Backburn in particular would show plenty of intent going forward across the course of the match, but where shut down well by a Bristol City who for large parts failed to threaten themselves on the occasions when they did manage to get forward, with neither doing enough to ever really look like finding the breakthrough that, considering the way things played out, would not have been a surprise if it had been enough to secure all three points.
It was Rovers who started the game enjoying the majority of the possession, and they would see the first opportunity pass them by seven minutes in, when a floated ball from Barry Douglas found the returning Adam Armstrong inside the Bristol City area, with Blackburn’s top scorer unable to get enough power on the ball to turn it goalwards.
Bristol City would respond to that quickly, as Kasey Palmer wriggled his way through the Blackburn defence, but could only fire a tame effort straight at Rovers ‘keeper Thomas Kaminski from just inside the area.
Rovers would however continue to do most of the pressing, although two freekicks within range of the Bristol City failed to bring about breakthrough, with Douglas striking the first into the visitors wall, before Han-Noah Massengo did well to head the second behind at the back post while under pressure from Bradley Johnson, for a corner that ultimately came to nothing.
Indeed, this was a game that for all the nice passages of play in the centre of the park, was lacking a cutting edge in the final third, with chances few and far between, as both Antoine Semenyo and Nahki Wells resorted to shots from the edge of the area that dragged wide for the visitors.
Up the other end, a driving run from Joe Rothwell, perhaps the most lively player on the park with his driving runs from deep, looked to have created an opening with five minutes until half time, as one of his forays forward allowed Armstrong to play in Joe Rankin-Costello, whose effort from a tight angle was well saved at his near post by Max O’Leary in the Bristol City goal just as it looked to be creeping in.
There would be a familiar feeling to the game after the break, with both sides continuing to search for a killer instinct in the final third, with the visitors twice failed to capitalise when first Douglas and then Kaminski lost control of the ball in dangerous positions for the hosts.
At the other end of the pitch, Armstrong would continue to look dangerous in the early exchanges of the second 45, flicking a header narrowly over the bar from another Douglas set piece.

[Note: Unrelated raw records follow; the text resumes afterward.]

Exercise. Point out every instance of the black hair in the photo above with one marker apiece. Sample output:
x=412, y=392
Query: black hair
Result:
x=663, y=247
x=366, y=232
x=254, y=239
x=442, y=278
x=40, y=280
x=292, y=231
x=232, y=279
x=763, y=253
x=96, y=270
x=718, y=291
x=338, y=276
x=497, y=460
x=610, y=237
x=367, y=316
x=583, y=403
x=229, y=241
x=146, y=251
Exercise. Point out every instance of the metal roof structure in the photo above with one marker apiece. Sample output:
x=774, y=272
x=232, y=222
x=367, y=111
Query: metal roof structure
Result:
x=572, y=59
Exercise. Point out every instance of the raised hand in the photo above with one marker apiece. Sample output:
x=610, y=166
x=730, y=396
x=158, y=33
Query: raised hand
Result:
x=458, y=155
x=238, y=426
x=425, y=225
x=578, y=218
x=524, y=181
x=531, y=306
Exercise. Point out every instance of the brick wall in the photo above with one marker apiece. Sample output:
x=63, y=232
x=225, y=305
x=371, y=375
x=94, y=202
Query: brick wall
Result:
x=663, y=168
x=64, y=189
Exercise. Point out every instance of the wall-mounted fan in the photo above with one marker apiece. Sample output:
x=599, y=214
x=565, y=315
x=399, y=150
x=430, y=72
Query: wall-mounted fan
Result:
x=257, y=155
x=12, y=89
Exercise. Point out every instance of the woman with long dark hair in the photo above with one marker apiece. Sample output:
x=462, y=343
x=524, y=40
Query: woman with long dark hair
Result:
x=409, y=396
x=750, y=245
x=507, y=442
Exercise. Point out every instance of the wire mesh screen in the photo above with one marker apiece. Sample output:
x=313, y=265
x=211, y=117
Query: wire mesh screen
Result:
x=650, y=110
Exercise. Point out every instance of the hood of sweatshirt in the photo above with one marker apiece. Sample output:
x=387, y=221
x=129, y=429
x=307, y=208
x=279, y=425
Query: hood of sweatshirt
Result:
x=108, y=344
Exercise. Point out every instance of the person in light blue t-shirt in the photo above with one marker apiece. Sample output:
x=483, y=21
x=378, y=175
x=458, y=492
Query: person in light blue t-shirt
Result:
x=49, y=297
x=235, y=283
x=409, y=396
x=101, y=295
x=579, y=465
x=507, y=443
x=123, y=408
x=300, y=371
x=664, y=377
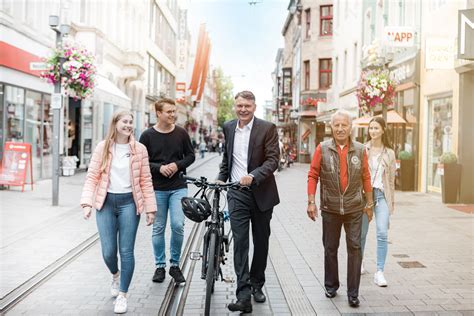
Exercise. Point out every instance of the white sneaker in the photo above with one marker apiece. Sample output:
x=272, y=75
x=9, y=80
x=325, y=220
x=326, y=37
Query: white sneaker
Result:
x=379, y=279
x=120, y=305
x=114, y=287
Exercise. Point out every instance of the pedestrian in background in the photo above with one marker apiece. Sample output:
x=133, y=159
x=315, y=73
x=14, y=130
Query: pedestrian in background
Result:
x=342, y=168
x=251, y=156
x=202, y=148
x=382, y=169
x=170, y=151
x=118, y=184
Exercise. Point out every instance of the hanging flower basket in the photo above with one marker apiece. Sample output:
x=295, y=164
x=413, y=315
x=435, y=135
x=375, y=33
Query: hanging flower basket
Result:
x=312, y=101
x=375, y=87
x=78, y=73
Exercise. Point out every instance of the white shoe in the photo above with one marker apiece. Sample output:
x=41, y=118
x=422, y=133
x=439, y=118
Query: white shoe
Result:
x=379, y=279
x=120, y=305
x=114, y=287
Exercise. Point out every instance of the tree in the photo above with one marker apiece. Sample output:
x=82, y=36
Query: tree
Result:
x=225, y=97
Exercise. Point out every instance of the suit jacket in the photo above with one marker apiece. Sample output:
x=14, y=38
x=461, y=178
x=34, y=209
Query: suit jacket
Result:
x=263, y=157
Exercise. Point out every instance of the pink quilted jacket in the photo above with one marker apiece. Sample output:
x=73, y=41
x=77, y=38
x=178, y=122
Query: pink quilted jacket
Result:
x=95, y=187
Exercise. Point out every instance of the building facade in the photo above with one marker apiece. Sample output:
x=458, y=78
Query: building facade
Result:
x=446, y=96
x=136, y=63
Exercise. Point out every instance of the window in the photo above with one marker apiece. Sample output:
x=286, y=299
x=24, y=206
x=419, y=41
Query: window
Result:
x=344, y=70
x=326, y=20
x=325, y=73
x=306, y=75
x=355, y=62
x=307, y=14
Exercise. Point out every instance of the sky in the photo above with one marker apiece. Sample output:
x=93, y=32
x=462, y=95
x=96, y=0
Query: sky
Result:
x=245, y=39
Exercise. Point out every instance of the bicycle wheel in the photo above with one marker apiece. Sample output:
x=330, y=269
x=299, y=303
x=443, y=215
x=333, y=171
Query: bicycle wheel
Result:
x=211, y=266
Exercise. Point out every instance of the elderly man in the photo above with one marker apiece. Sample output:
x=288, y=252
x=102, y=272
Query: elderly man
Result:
x=341, y=165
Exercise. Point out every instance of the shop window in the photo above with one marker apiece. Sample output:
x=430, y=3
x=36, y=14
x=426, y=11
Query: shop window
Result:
x=325, y=18
x=307, y=14
x=440, y=138
x=33, y=129
x=306, y=74
x=325, y=73
x=15, y=108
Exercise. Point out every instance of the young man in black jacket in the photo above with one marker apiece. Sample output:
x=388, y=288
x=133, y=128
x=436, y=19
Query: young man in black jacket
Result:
x=170, y=151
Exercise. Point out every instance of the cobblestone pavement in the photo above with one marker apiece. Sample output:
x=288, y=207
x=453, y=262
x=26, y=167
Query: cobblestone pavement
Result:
x=422, y=231
x=83, y=286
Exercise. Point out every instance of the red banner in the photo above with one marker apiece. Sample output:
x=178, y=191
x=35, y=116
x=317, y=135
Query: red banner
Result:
x=15, y=163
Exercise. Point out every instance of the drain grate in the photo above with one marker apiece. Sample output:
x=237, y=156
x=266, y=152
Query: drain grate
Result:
x=411, y=264
x=402, y=255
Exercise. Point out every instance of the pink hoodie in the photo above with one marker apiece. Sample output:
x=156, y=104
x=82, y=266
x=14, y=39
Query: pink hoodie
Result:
x=95, y=187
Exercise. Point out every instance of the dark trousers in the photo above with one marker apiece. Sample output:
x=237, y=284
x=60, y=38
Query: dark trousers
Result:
x=332, y=224
x=243, y=210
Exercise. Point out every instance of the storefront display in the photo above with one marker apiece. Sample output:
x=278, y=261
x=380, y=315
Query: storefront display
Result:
x=440, y=138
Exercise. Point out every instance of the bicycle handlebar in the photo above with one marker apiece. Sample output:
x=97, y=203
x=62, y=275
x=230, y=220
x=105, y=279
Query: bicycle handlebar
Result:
x=202, y=182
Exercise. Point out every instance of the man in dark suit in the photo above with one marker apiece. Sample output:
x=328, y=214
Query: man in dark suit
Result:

Those set pieces would continue to frustrate Rovers as the night went on, with captain Darragh Lenihan next to rue his luck for the hosts, as he just failed to get on the end of an inviting Rothwell free kick at the back post as the game reached the hour-mark with little clear sign of a breakthrough.
Bristol City however, were starting to pose a threat, with Palmer twice finding the hands of Kaminski in quick succession from the edge of the area, the first time on the volley after a promising break down the left by Nahki Wells.
As the game entered the final ten minutes, both sides continued to push for what looked like being an unlikely opener, although Lewis Holtby will have been disappointed not to have done more than fire into the side netting for Rovers after bringing the ball down well on the turn inside the Bristol City area.
The visitors would then go even closer to an opener seconds later, Kaminski reacting brilliantly to push a strike on the half volley from 30 yards from Famara Diedhiou onto the post, after the ‘keeper’s own clearance had allowed Bristol City to work the ball to the striker.
In the end though, despite those late efforts, that breakthrough failed to materialise, with neither side really showing enough to warrant a winner, in a game that is unlikely to be remembered fondly by those who saw it.